Next time you’re snacking on pineapple and your mouth starts to tingle, rest assured: It’s not just a “you” thing.
TikTok creator @sf_microscopy posts videos exploring the “microcosmos”—the world too small to observe with the naked eye. A video posted on May 2 took viewers into the secret world inside your fave tropical fruit.
“Why do our mouths tingle after eating pineapple?” the video’s narration said. “It’s cause we are getting stabbed by thousands of tiny needles called raphides! These crystals of calcium oxalate poke holes in your cell membranes, causing irritation!”
@sf_microscopy One of my favorite fruits is pineapple, but every time I eat them, my mouth tingles. I read that the fruit contains raphides! Kiwis, grapes, taro, and yams also have large amounts of these crystals. These needles serve as a defensive function against insect herbivors to deter them from eating the plant’s fruits and protect the seeds. The needles work with other chemcial substances, like bromelain in the pineapple, to amplify the effects. #microscope #microbiology #underthemicroscope #microscopy #microcosmos #nature #pineapple #crystals #fyp #fypage #fypシ ♬ Sunshine – WIRA
The video currently has 3.8 million likes and 35.7 million views.
According to @sf_microscopy’s caption, “Kiwis, grapes, taro, and yams also have large amounts of these crystals. These needles serve as a defensive function against insect (herbivores) to deter them from eating the plant’s fruits and protect the seeds. The needles work with other (chemical) substances, like bromelain in the pineapple, to amplify the effects.”
The comments section seemed to enjoy the science lesson.
“IT BITES BACK,” one commenter wrote.
“So basically while im eating my pineapple, my pineapple is eating me,” another commented.
“It always feel so raw afterwards this makes so much sense,” someone wrote.
“I ate a lot of pineapple at a wedding once and my mouth felt like fiberglass,” one viewer added.
Things got a little gory: “It made my mouth bleed once,” another wrote.
According to several other sources online, the science more or less checks out.
Fruit company Dole—if they’re not a pineapple authority, who is?—attributes the sensation primarily to bromelain, an enzyme that causes a burning sensation.
“This is one of the substances in pineapple and its function is to break down protein. If pineapple burns the tongue, the enzyme is therefore only ‘doing its job’—in our mouth,” according to Dole. “By the way, this slight burning sensation only occurs with unprocessed fruit. Tinned pineapple is definitely ‘tongue-friendly.’”
What about those spiky lil’ raphides, though? According to a peer-reviewed article by Kotaro Konno, Takashi A. Inoue, and Masatoshi Nakamura published in 2014 by the Public Library of Science, it’s all about synergy. Raphides and bromelain were found to work together as a defense mechanism against insects trying to chow down on plants.
There’s hope for your poor, tingly mouth. Dole recommends grilling or boiling pineapple to counteract the sensation. Bon Appetit’s tips include soaking peeled pineapple in salt water or pairing the fruit with a dairy complement like yogurt.
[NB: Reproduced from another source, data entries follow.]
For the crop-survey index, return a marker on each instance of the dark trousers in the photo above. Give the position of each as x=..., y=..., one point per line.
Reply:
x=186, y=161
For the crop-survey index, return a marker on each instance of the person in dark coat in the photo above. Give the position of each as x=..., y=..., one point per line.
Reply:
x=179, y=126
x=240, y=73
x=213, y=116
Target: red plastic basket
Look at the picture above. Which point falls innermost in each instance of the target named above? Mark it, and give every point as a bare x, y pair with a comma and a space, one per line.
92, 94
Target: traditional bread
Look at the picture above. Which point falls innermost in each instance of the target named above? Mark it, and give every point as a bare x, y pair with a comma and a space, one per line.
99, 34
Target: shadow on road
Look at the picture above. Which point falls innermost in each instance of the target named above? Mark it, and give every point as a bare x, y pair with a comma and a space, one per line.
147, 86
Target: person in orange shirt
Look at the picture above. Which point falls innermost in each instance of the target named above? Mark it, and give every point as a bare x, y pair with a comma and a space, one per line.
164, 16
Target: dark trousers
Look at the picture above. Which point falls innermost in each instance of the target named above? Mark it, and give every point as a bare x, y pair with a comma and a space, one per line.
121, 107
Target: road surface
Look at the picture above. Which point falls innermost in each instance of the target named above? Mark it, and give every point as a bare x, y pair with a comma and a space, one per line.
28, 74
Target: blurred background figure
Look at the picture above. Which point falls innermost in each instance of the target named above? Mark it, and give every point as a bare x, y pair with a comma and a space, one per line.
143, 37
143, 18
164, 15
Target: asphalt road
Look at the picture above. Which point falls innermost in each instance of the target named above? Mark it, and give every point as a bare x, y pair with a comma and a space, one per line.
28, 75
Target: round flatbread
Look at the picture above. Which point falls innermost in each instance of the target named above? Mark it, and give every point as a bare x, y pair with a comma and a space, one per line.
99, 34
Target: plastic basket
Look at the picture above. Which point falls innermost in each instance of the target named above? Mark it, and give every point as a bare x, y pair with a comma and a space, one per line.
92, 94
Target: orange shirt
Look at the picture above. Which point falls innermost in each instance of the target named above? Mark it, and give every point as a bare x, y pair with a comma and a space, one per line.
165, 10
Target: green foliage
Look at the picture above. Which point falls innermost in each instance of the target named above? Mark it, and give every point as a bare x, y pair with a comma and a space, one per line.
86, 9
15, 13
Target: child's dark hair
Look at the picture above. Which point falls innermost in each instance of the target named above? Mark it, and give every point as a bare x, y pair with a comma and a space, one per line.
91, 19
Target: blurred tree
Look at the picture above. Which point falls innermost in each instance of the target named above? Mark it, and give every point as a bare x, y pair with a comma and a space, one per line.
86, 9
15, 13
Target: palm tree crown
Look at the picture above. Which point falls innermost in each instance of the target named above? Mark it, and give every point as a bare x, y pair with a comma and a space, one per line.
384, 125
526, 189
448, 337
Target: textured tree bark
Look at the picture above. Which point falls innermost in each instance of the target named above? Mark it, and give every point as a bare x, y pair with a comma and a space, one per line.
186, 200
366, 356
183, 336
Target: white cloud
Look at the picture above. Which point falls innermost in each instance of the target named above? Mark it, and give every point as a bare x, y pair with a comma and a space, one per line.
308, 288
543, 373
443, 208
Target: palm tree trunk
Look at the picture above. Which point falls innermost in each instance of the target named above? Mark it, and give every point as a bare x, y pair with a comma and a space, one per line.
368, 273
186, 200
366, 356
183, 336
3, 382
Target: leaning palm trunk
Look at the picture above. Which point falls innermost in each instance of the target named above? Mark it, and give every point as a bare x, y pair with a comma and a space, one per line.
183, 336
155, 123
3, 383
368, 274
Some commenters on @sf_microscopy’s video asked about pineapple allergies. According to NY Allergy & Sinus Centers, true pineapple allergies and extreme allergic reactions are rare.
If you’re feeling sufficiently informed about pineapple science, and you’re now craving fruit, make sure to check out the most advanced slicing methods.
As @sf_microscopy wrote about the tingle: “Won’t stop me from eating this delicious fruit.”
The Daily Dot reached out to @sf_microscopy via TikTok on Wednesday and did not receive an immediate response.